Most of my stories start simply with a character in a situation. Trucker driving in a snow storm. Where is she going? Is he about to crash? Maybe they find someone stranded and have to help. Why do I care what happens to them? The possibilities are many, and your job is to enumerate all the possibilities and then pick the most interesting one.
Additional characters will accumulate. Give them unique names (so it is easy to find and replace them) and write them down on a (separate) pad of paper. When you get a few pages down, you don’t want to have to scroll back up to find the name. Scrolling backward is THE ABSOLUTE WORST THING YOU CAN DO when creating a story. Make notes next to their name like age, occupation, hair color, etc. as these facts reveal themselves. That way you don’t have worry about consistency in later chapters.

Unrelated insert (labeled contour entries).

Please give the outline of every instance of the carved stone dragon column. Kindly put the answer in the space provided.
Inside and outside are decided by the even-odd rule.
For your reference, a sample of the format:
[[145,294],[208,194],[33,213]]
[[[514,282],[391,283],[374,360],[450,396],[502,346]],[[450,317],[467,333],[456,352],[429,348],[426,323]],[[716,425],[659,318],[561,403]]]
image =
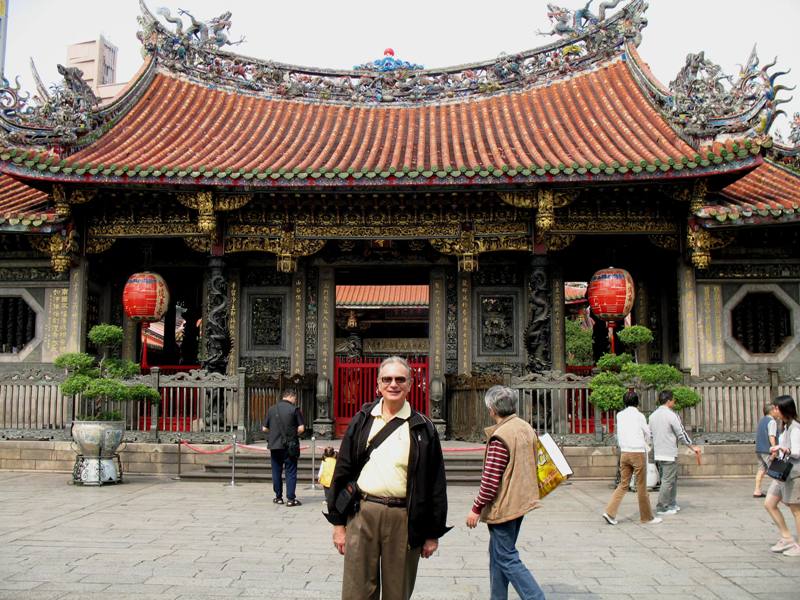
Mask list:
[[546,256],[535,255],[531,261],[528,284],[528,326],[525,328],[525,348],[528,351],[528,371],[543,373],[552,369],[552,285]]
[[228,282],[223,273],[225,263],[221,257],[213,256],[208,266],[206,359],[203,361],[203,367],[214,373],[225,373],[231,345],[228,334]]

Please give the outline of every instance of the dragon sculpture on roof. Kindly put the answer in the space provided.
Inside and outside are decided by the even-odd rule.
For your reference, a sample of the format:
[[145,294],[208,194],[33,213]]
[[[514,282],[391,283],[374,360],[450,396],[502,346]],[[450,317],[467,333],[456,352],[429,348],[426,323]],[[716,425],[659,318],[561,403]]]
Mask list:
[[769,133],[778,107],[791,100],[778,98],[792,90],[776,80],[788,71],[770,73],[777,59],[760,67],[755,47],[734,78],[706,58],[690,53],[677,77],[670,82],[662,104],[668,117],[692,137],[713,139],[721,134],[761,136]]

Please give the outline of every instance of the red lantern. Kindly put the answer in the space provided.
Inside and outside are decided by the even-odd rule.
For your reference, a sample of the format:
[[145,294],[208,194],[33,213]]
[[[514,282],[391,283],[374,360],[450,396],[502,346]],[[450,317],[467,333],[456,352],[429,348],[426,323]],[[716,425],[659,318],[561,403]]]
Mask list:
[[122,290],[122,306],[133,321],[160,321],[169,306],[167,284],[157,273],[134,273]]
[[608,324],[611,353],[614,354],[616,321],[628,316],[636,298],[633,278],[625,269],[601,269],[592,275],[586,295],[592,312]]

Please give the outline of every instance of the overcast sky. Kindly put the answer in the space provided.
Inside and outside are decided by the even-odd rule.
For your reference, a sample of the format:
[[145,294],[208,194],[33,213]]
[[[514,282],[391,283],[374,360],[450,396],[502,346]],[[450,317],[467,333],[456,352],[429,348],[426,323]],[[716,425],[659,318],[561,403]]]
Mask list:
[[[576,8],[583,0],[550,0]],[[178,8],[207,21],[233,13],[231,38],[246,41],[233,51],[305,66],[352,68],[395,50],[397,58],[443,67],[488,60],[501,52],[535,48],[553,38],[547,2],[506,0],[146,0],[151,11]],[[66,46],[102,34],[119,48],[118,81],[127,81],[142,62],[136,39],[138,0],[8,0],[6,76],[20,75],[32,90],[28,61],[33,57],[45,82],[58,79]],[[600,0],[593,8],[597,12]],[[648,27],[639,47],[663,83],[674,79],[688,52],[706,57],[731,74],[738,72],[753,44],[761,64],[778,57],[778,69],[792,69],[780,81],[800,82],[800,0],[650,0]],[[800,87],[784,96],[783,108],[800,112]],[[788,133],[785,117],[777,128]],[[775,129],[773,128],[773,132]]]

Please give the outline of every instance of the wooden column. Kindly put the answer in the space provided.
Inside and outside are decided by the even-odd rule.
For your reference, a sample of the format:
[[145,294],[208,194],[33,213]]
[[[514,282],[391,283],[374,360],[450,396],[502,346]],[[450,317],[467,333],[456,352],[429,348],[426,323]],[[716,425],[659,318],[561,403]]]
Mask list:
[[[633,321],[634,325],[643,325],[650,328],[648,323],[648,313],[650,312],[650,302],[647,295],[647,285],[643,279],[637,278],[636,280],[636,303],[633,305]],[[649,346],[644,346],[637,349],[637,357],[641,363],[650,362]]]
[[[477,325],[476,325],[477,326]],[[472,374],[472,274],[458,274],[458,373]]]
[[692,375],[700,374],[700,360],[697,344],[697,284],[694,268],[678,259],[678,319],[682,369]]
[[329,438],[333,434],[333,358],[336,333],[336,280],[331,267],[319,270],[319,311],[317,313],[317,419],[314,434]]
[[553,299],[552,369],[563,373],[567,370],[567,332],[564,326],[564,271],[561,265],[553,265],[551,267],[550,284],[553,288],[553,293],[550,296]]
[[444,269],[436,268],[431,271],[430,302],[428,304],[428,339],[430,346],[430,400],[431,414],[434,425],[444,435],[445,415],[445,389],[444,372],[446,344],[445,330],[447,328],[447,296],[445,293],[446,279]]
[[305,370],[306,331],[306,273],[298,270],[292,277],[292,355],[291,371],[303,374]]
[[86,350],[86,302],[89,291],[89,263],[85,258],[69,273],[69,321],[67,323],[67,352]]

Never predetermine how important a character will be. You may decide to kill off your hero in chapter three and make the barista she had a single conversation with the new hero of the story. Remember, this is Creation, not dictation. Even if you have written a precise outline, you need to be flexible enough for the characters to have some free will of their own.
Beats
This is purposely a musical term because your story must have a rhythm to be enjoyed. There are many guidelines that have been offered to define the structure of a story. Inciting incident, call to action, etc. I use the following beats only as a rough outline for what needs to happen.
- Introduction – What is your world and who is in it?

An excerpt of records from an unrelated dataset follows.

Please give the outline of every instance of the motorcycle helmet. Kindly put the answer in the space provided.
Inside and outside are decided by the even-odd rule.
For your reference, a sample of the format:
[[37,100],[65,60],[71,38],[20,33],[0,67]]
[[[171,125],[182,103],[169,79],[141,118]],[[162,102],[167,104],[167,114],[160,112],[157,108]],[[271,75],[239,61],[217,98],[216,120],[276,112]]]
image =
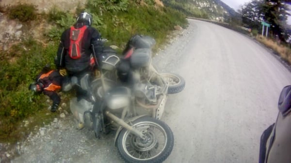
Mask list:
[[41,92],[43,90],[44,85],[41,83],[33,83],[29,85],[29,89],[36,93]]
[[77,23],[83,23],[91,26],[92,24],[92,15],[87,12],[82,12],[77,18]]

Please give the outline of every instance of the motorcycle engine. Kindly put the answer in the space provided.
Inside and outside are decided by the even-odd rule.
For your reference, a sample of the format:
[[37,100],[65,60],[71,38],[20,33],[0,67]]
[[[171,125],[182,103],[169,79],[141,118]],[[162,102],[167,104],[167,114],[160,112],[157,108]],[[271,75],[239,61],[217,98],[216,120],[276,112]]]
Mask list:
[[138,98],[144,98],[148,102],[156,103],[157,102],[156,90],[158,86],[142,83],[137,84],[134,87],[134,93]]

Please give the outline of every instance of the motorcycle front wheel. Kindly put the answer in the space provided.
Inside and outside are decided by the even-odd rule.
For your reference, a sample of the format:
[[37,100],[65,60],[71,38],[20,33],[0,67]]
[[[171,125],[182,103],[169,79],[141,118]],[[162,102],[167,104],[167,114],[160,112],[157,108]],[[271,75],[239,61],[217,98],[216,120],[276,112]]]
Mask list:
[[127,163],[160,163],[170,155],[174,147],[173,132],[164,122],[149,117],[132,122],[132,127],[147,138],[143,140],[123,129],[116,145],[121,157]]

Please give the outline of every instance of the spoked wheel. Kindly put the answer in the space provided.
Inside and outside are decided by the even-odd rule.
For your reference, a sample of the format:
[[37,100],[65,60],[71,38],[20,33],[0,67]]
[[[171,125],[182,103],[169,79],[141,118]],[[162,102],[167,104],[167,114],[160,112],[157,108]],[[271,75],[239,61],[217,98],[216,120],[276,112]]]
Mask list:
[[143,140],[123,129],[117,141],[121,157],[127,163],[159,163],[169,156],[174,146],[174,135],[162,121],[144,117],[132,122],[133,127],[146,136]]
[[160,75],[169,84],[168,94],[178,93],[185,88],[185,79],[181,76],[174,74],[161,74]]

- Main character – Why should the reader care about them and what do they want?
- Explosion (inciting incident) – What has turned the main character’s world upside down? The bigger, the better. This is often where the villain of the story is revealed.
- Stages of Grief – How the main character tries to avoid the repercussions of the explosion
- Acceptance – the final stage of grief is realizing the explosion has changed their life and they need to deal with it
- Pursuit – Chasing after the new goal
- Obstructions – The goal is impossible
- Change – something new makes the goal possible
- Repeat Pursuit/Obstruction/Change without being repetitive
- All is lost – The villain has won, the main character has given up
- Final Twist of Fate – Somehow the tables are turned and the main character nears their goal, often a different one than they started out pursuing
- Success – The lesson is learned, the aftermath is explained, and seeds of the next adventure are planted
When do you know you are done creating your first draft? When The lesson has been taught and all the questions have been answered.